Seville barber starts Lyric season with a good chuckle

 

Adam Plachetka, Marianne Crebassa and Lawrence Brownlee in the Barber of Seville at the Lyric Opera House. (Todd Rosenberg photo)
Adam Plachetka, Marianne Crebassa and Lawrence Brownlee in the Barber of Seville at the Lyric Opera House. (Todd Rosenberg photo)

3 ½ stars

What a joy to see and hear an opera that pokes fun at opera but does so using top tier voices and leads who know how to act.

And so Lyric Opera of Chicago opened its 2019-20 season with Gioachino Rossini’s  “The Barber of Seville,” a wildly popular opera buffa.

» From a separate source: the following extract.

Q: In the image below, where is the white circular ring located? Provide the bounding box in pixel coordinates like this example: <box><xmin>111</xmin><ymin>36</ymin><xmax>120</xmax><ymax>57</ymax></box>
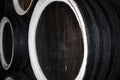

After first debuting as “Almaviva, o sia L’inutile precauzione” in 1816 in Rome, the opera took on the title of The Barber of Seville, or the Useless Precaution” with an Italian libretto by Cesare Sterbini that is based on the 1975 comedy in French playwright Pierre Beaumarchais’ trilogy.

Presented as a Rob Ashford production with a revival under the direction of Tara Faircloth, the scenes move from one delightful, chuckle moment to the next beginning with when Figaro has trouble getting rid of musicians asked to help Count Almaviva serenade the beautiful Rosina to when Almaviva and Rosina try to touch fingers in the balcony scene.